This paper investigates a new fault detection method for induction machines diagnosis. The proposed detection method is based on hypothesis testing. The decision is made between two hypotheses: the machine is healthy and the machine is faulty. The generalized likelihood ratio test is used to address this issue with unknown signal and noise parameters. To implement this detector, the unknown parameters are replaced by their estimates. Specifically, four estimations are required, which are model order, frequency, phase, and amplitude estimations. The model order is obtained using the Bayesian information criterion. Total least-squares estimation of signal parameters via rotational invariance techniques is used to estimate frequencies. Then, phases and amplitudes are obtained using the least-squares estimator.
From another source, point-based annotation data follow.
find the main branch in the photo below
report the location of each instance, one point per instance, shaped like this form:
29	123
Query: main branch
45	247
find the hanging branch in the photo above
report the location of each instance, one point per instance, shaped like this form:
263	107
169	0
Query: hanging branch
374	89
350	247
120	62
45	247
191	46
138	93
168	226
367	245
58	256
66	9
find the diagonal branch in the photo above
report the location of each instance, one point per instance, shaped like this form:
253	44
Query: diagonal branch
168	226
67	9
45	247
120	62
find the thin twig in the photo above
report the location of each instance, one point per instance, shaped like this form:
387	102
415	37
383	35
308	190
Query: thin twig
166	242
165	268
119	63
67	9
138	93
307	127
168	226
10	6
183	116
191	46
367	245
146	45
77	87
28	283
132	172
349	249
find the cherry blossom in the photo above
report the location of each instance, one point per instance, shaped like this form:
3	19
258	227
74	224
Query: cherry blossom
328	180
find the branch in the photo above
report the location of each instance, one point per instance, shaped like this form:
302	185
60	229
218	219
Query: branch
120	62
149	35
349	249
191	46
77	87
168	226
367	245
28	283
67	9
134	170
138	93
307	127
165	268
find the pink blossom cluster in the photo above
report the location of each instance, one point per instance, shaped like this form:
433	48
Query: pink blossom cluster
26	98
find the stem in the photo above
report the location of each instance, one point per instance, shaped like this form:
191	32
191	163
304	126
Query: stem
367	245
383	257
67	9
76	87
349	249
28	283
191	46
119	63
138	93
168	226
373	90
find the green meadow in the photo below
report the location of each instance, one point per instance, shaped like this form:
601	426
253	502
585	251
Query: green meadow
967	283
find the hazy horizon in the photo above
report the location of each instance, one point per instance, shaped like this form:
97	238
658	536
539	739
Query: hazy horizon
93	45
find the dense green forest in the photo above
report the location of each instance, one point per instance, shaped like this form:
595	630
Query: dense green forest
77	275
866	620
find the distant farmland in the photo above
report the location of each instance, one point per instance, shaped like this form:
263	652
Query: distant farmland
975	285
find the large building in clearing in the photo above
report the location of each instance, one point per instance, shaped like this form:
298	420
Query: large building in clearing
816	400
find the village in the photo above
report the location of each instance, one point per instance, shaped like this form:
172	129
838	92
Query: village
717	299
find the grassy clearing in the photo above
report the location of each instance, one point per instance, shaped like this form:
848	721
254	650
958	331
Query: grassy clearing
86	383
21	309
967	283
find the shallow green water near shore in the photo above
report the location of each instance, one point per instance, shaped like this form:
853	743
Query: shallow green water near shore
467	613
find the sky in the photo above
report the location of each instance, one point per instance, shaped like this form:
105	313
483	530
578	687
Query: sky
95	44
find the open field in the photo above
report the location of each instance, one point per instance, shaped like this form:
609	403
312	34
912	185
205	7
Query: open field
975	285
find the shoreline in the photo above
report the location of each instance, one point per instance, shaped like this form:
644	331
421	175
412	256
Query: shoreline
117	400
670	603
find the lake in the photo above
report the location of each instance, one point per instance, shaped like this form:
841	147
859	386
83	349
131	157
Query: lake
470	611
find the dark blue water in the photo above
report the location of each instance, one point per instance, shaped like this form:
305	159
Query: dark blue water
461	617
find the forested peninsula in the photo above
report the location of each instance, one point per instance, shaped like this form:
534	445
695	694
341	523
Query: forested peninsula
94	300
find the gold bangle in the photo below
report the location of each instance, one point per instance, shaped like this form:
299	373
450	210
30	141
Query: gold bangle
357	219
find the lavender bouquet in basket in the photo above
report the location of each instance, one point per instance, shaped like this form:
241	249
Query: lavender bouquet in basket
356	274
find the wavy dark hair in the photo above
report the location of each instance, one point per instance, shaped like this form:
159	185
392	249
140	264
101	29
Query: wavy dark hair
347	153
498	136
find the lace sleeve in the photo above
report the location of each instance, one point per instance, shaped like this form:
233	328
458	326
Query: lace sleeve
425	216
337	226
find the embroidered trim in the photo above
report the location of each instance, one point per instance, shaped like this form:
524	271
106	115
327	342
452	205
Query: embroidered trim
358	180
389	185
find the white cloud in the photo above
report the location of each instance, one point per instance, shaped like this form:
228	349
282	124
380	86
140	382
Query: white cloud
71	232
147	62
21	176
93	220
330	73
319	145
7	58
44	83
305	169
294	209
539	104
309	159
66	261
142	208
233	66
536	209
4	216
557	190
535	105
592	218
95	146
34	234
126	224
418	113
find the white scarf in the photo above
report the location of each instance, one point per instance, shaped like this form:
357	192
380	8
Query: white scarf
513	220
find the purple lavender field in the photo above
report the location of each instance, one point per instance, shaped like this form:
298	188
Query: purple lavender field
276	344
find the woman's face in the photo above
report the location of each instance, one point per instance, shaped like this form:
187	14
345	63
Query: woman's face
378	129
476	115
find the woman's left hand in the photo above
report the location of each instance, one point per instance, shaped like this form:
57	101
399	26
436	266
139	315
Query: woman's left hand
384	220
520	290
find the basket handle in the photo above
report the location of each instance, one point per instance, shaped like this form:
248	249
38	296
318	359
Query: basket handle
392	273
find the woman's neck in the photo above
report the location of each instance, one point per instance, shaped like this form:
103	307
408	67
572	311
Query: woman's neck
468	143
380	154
The proposed approach performance is assessed using simulation data by plotting the receiver operating characteristic curves. Two faults are considered: bearing and broken rotor bar faults. Experimental tests clearly show the effectiveness of the proposed detector.
机译:本文研究了一种用于感应电机诊断的新的故障检测方法。提出的检测方法基于假设检验。在以下两个假设之间做出决定:机器健康,机器故障。广义似然比测试用于解决未知信号和噪声参数的问题。为了实现此检测器,未知参数将替换为其估计值。具体来说,需要四个估计,分别是模型阶数,频率,相位和幅度估计。使用贝叶斯信息准则获得模型顺序。通过旋转不变技术对信号参数的总最小二乘估计用于估计频率。然后,使用最小二乘估计器获得相位和幅度。使用仿真数据通过绘制接收机工作特性曲线来评估拟议的进近性能。考虑了两个故障:轴承故障和转子条损坏。实验测试清楚地表明了所提出的探测器的有效性。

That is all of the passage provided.